She tapped her pencil on the side of the empty fiberwood desk. That said, the ship was pretty much autopiloted for its entire four-week journey. There wasn't much for a commanding officer to do. The passengers had been assigned and sent to their rooms, dazed and confused. It didn't seem quite real, that the Earth was gone, and all the window panels had been shaded an opaque grey.

"Madame Treyes!" A man ran into the room, grinning. "My bosom buddy, my deeeeearest pal! An honor to make your acquaintance, darlin'!"

He wore an officer's uniform. The small military medal on his shoulder jangled as he handed her a glass of water.

"And who might you be?" the mayor replied. She hadn't recalled seeing any other army forces around the neighborhood today either. The man saluted.

"Lieutenant LT Morris, reporting for duty."

Other than the obvious use of a pseudonym, Treyes would almost have believed him. "Or, should I say, to take over and control this ship.
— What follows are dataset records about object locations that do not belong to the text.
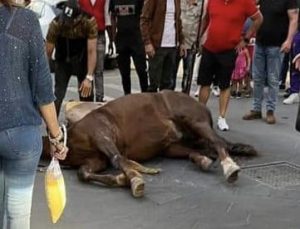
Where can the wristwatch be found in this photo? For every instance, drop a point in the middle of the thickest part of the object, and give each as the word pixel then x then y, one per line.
pixel 246 40
pixel 89 77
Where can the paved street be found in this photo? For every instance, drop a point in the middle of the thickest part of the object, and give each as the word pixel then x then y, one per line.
pixel 267 194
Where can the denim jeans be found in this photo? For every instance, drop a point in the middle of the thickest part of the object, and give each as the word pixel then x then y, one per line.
pixel 99 87
pixel 188 67
pixel 137 52
pixel 20 150
pixel 267 64
pixel 63 73
pixel 161 69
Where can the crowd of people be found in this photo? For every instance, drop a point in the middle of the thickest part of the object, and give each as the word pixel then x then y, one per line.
pixel 156 34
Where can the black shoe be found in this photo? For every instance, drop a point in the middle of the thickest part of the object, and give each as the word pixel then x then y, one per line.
pixel 287 93
pixel 281 87
pixel 233 94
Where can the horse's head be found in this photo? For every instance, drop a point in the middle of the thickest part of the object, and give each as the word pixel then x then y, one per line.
pixel 240 149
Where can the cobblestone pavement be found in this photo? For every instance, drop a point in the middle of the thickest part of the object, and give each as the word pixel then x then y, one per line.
pixel 267 194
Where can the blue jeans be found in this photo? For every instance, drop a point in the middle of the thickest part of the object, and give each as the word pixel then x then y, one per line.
pixel 99 85
pixel 20 150
pixel 267 64
pixel 188 67
pixel 161 69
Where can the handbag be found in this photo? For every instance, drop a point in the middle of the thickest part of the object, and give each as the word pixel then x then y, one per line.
pixel 298 119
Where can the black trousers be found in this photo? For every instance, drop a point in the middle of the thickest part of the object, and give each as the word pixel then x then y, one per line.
pixel 63 73
pixel 137 52
pixel 161 69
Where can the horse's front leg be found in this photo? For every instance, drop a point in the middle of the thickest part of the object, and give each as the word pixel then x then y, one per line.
pixel 89 169
pixel 204 131
pixel 105 144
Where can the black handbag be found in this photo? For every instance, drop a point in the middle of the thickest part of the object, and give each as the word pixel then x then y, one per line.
pixel 298 119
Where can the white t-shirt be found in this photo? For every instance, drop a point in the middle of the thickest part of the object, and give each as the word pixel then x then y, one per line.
pixel 169 34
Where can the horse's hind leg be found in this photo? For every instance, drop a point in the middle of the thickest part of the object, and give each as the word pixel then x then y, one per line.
pixel 143 169
pixel 177 150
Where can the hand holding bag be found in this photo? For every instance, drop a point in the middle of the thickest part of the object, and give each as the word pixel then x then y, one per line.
pixel 55 190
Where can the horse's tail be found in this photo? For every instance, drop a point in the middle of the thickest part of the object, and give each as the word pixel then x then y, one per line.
pixel 240 149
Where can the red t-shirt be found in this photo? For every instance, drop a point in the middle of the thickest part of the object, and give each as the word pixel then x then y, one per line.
pixel 226 22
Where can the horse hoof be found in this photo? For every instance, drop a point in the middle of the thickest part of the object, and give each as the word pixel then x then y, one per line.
pixel 233 177
pixel 231 170
pixel 137 187
pixel 206 163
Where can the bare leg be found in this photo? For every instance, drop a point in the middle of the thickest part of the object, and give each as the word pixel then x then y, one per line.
pixel 204 93
pixel 223 101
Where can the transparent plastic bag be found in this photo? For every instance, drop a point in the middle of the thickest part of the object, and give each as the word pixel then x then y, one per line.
pixel 55 190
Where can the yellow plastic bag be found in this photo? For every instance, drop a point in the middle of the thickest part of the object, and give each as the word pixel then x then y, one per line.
pixel 55 190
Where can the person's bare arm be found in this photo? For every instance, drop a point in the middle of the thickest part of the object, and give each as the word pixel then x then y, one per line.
pixel 293 23
pixel 49 49
pixel 145 19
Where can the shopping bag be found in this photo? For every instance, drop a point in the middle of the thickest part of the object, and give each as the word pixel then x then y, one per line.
pixel 55 190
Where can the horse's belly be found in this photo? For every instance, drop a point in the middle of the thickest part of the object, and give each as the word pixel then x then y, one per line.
pixel 143 153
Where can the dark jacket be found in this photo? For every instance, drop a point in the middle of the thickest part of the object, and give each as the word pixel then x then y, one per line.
pixel 152 22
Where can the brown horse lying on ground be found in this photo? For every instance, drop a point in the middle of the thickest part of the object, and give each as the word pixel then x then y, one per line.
pixel 139 127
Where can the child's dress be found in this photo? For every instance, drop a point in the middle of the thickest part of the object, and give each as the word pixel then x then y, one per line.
pixel 240 70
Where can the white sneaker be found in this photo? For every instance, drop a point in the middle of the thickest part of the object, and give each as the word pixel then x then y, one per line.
pixel 197 92
pixel 293 98
pixel 222 124
pixel 216 91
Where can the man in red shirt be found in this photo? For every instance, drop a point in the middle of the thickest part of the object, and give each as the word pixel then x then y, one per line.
pixel 223 23
pixel 99 10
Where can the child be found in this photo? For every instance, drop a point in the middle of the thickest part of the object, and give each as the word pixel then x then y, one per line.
pixel 241 70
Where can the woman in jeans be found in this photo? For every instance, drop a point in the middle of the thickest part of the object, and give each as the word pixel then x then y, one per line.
pixel 26 97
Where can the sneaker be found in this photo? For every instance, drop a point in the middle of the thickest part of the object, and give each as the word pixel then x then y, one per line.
pixel 247 93
pixel 270 117
pixel 222 124
pixel 233 94
pixel 238 95
pixel 216 91
pixel 281 86
pixel 293 98
pixel 252 115
pixel 287 93
pixel 196 94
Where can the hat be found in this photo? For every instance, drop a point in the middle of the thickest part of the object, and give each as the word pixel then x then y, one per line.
pixel 70 10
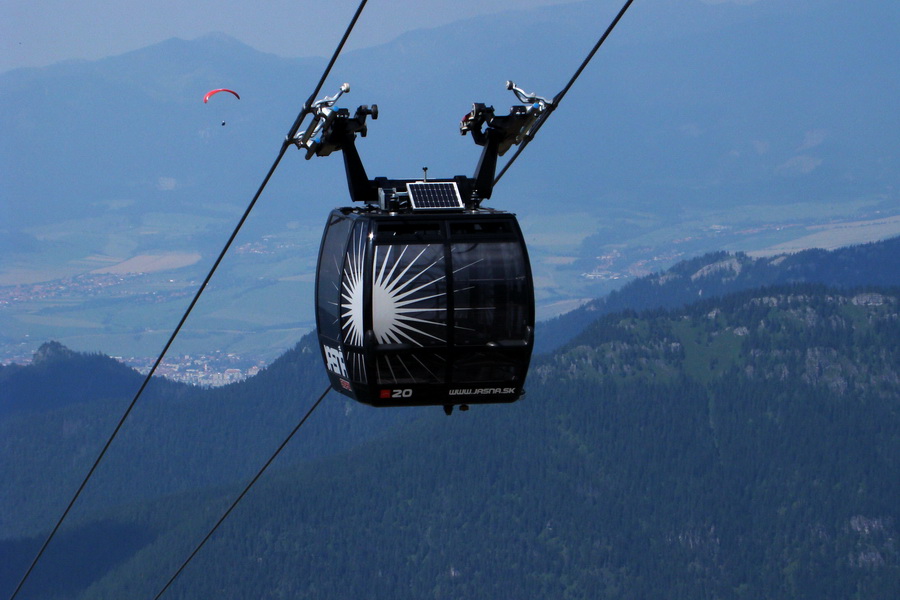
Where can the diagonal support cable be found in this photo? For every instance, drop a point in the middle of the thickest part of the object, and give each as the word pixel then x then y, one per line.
pixel 241 495
pixel 558 98
pixel 303 113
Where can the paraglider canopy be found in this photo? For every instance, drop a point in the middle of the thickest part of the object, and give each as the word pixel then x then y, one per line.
pixel 211 93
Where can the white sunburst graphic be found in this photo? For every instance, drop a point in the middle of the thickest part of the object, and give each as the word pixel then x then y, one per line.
pixel 404 293
pixel 352 291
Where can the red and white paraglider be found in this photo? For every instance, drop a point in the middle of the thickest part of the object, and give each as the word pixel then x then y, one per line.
pixel 212 93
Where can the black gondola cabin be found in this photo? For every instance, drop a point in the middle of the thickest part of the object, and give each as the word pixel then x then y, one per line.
pixel 422 296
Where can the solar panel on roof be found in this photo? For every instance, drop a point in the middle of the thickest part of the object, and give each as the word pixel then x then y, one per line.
pixel 434 195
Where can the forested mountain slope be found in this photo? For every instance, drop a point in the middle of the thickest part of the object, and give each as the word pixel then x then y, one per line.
pixel 720 273
pixel 743 447
pixel 56 414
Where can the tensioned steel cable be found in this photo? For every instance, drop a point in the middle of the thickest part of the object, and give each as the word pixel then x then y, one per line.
pixel 558 98
pixel 287 142
pixel 242 494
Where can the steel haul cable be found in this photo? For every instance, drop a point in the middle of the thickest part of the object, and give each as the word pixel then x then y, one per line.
pixel 287 142
pixel 558 98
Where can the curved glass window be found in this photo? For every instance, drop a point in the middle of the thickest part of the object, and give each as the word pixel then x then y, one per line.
pixel 331 259
pixel 491 302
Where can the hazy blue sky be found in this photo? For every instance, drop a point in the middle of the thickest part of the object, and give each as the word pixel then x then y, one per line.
pixel 41 32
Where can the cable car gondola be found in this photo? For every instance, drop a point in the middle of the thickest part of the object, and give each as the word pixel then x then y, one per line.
pixel 423 297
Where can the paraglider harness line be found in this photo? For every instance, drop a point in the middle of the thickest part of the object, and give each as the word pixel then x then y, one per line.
pixel 304 111
pixel 242 494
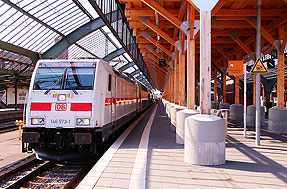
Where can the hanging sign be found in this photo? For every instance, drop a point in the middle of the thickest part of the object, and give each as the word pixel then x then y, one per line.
pixel 258 67
pixel 235 67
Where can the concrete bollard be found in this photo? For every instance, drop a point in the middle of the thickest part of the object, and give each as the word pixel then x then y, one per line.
pixel 251 116
pixel 180 121
pixel 173 112
pixel 168 106
pixel 204 141
pixel 236 114
pixel 213 105
pixel 277 121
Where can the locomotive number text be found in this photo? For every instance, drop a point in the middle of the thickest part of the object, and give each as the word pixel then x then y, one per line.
pixel 60 121
pixel 60 107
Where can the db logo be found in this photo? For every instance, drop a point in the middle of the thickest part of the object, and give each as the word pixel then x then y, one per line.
pixel 61 107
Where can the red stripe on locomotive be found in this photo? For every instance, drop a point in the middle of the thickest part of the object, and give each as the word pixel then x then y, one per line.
pixel 81 107
pixel 41 106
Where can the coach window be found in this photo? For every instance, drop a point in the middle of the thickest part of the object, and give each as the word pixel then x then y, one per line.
pixel 110 83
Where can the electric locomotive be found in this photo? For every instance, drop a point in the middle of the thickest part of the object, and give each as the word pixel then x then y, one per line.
pixel 75 106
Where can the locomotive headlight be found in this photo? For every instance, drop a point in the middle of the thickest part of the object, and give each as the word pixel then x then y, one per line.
pixel 37 121
pixel 61 97
pixel 83 121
It's my duty, as the highest ranked official aboard. We're going to be best friends, Miss Treyes! Such an honor to join you on this excursion. Now excuse me for a moment..."

The lieutenant reached over her and fiddled with a screen on the wall.

"What are you doing?" Treyes snapped, "This is sensitive equipment! One wrong touch and you could change the gravity-causing rotations or even-"

"Alter the flight trajectoryyyyyy! Exactly what I am doing right nooow!"

"What are you doing?!" The mayor threw up her hands. "You know what, no. Your obviously fake name and this handling of the pod- no. You need to go be a passenger and relax, ok? I will take care of this shuttle and you can report for duty, or whatever, when we reach the main ship."

The man turned his head back to face her and smiled, a smile colder than the frigid ship they stood on in the frozen air of space. "Oh no, honey. You could be court martialed for that." He stepped back, continuing to type in to the pad. "And why are the windows closed, by the way? Afraid?"

"There are four children aboard this shuttle-"

"All of whom somehow made it through that bloodbath. And even papa couldn't cover up their eyes when that last freak got in."

There it was, the other problem the mayor had been neglecting. The last guy to climb into the ship, smashing a previously safe man down the stairs and shutting the entrance. She didn't really know what to do about it- sure, they had all fought or watched the fight to some extent, but was it really ok for there to be a murderer onboard?

"Relax, buddyyyy!" 'LT', Treyes thought, was apparently telepathic as well. "We're all killers now! Even that little kindergarten girl, she killed fourteen people in her being on this very shiiiiip!" He pressed a five- digit code into the wall panel. A green screen was displayed. "There we go! So much easier!"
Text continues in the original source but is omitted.